Il cielo era parzialmente coperto e la foschia che aleggiava nell'aria rese nuovamente umido il sangue incrostato sulla ferita.

La pelle era rimasta aperta e tirava da morire, lì dove ci sarebbero voluti dei punti io avevo ricevuto soltanto un po' di disinfettante e un cerotto che si era staccato con le prime gocce di pioggia. Avevo ringraziato Jack per il trattamento d'onore che mi aveva riservato e mi ero defilato con la promessa di rispondere ad ogni sua telefonata.

Quanto tempo ero stato lì dentro? Un'ora? Mi era sembrata un'eternità.

Le manette mi avevano graffiato i polsi e mi prudeva tutto il corpo. Era da quando avevo accettato quel compito da infame che le dita avevano preso a tremarmi, la pelle d'oca a farmi formicolare le braccia e il cervello a scoppiarmi tra le tempie. O forse era stata la botta in testa a farmi sentire una merda.

Ogni volta che uscivo da quel maledetto stanzino finivo per sentirmi più sporco di quando c'ero entrato. Io, che di pulito non avevo conservato nè il sangue nè la coscienza.

Oltre la recinzione esterna trovai una volante incaricata di riportarmi a casa e, in poco tempo, raggiungemmo l'indirizzo che gli avevo fornito.

Mentre ci avvicinavamo al mio isolato, attraverso il vetro del finestrino, osservai scorrere distrattamente i sudici marciapiedi che delimitavano la corsia.

Il quartiere di merda in cui abitavo mi sembrò quasi un posto immacolato in confronto alla stanza di prima.
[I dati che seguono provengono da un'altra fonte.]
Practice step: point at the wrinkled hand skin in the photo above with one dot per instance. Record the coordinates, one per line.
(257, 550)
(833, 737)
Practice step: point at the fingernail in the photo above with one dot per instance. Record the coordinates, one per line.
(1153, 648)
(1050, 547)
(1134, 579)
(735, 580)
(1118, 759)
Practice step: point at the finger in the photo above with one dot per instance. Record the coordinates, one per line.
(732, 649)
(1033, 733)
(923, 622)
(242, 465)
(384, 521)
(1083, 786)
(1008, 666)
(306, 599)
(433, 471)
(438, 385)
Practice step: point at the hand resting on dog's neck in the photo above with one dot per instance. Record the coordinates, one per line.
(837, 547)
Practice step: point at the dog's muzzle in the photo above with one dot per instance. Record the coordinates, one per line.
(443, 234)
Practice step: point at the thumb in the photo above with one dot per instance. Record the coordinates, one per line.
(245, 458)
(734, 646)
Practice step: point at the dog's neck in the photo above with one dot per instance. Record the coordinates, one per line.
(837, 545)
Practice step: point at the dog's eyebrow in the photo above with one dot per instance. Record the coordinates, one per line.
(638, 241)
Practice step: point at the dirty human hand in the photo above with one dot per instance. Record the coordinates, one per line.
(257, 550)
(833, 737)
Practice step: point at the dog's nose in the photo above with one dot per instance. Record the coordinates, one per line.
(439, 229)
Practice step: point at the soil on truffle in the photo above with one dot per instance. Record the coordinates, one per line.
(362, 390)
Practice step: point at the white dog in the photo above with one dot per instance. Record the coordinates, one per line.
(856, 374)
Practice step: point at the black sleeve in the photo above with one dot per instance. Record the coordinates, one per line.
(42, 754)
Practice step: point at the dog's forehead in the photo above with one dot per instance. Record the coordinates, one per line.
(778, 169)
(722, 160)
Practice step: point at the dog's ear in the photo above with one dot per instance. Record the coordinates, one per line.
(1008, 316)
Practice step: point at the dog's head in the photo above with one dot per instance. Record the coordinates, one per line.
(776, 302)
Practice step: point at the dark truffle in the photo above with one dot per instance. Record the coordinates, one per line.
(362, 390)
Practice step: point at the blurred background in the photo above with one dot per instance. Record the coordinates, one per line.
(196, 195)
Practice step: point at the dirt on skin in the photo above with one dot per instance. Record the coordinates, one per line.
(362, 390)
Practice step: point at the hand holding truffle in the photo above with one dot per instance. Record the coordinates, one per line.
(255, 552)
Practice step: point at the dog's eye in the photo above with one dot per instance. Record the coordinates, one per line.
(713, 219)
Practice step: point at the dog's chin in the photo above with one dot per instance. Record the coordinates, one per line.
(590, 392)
Quelli che ci vivevano lo chiamavano Buco Nero, poiché la luce non sembrava riuscire a penetrare attraverso quegli spessi mattoni grezzi di cui erano composte le case dei condomini. L'oscurità causata dalla mala vita risucchiava ogni cosa e non lasciava altro che morte.

Tutti sapevano che non era saggio uscire di casa oltre le undici di sera e chi lo faceva era uno spacciatore oppure un ladro. Io ero sempre stato entrambe le cose e, anche quando in faccia avevo ancora gli occhi innocenti di un bambino, non mi spaventava varcare quelle strade oltre il coprifuoco.

In quel momento la via era deserta e, di tanto in tanto, si vedeva soltanto qualche zingaro vestito di stracci dormire sull'asfalto umido, parzialmente nascosto sotto strati di coperte che qualche passante impietosito dalla scena doveva avergli donato.

Ricordavo quel posto per come un tempo era stato, quando ancora il frastuono dei proiettili non sovrastava il cinguettio degli uccelli che volavano in cielo, quando le aiuole delle abitazioni mantenevano vivo il proprio verde, prima di esser sostituite da quell'ammasso di fango che, negli ultimi anni, aveva finito per insudiciare ogni cosa.

Mentre le ruote slittavano veloci sull'asfalto bagnato riflettei sul patto che avevo appena stretto: dovevo entrare nella casa e nel cuore del Secco, diventargli amico e alleato, un fratello. Dovevo respirare la sua stessa aria e frequentare gli stessi ambienti. Le sue orecchie e i suoi occhi. E nel frattempo sarei stato anche le orecchie e gli occhi degli sbirri.

Quel compito mi rendeva confuso e agitato, perché sapevo che guadagnarsi la sua totale fiducia sarebbe stata un'impresa quasi impossibile. E poi non tolleravo l'idea di tradire il giuramento di fedeltà assoluta che avevo fatto davanti a tutto il gruppo quando ero stato selezionato per diventare uno dei suoi.

Era successo perché lui mi aveva risollevato dalla strada e mi aveva ridato uno scopo. Aveva fatto delle mie cicatrici un punto di forza da sfruttare contro gli altri. Quando mi aveva visto per la prima volta la sua espressione non mi era sembrata disgustata, ma estasiata.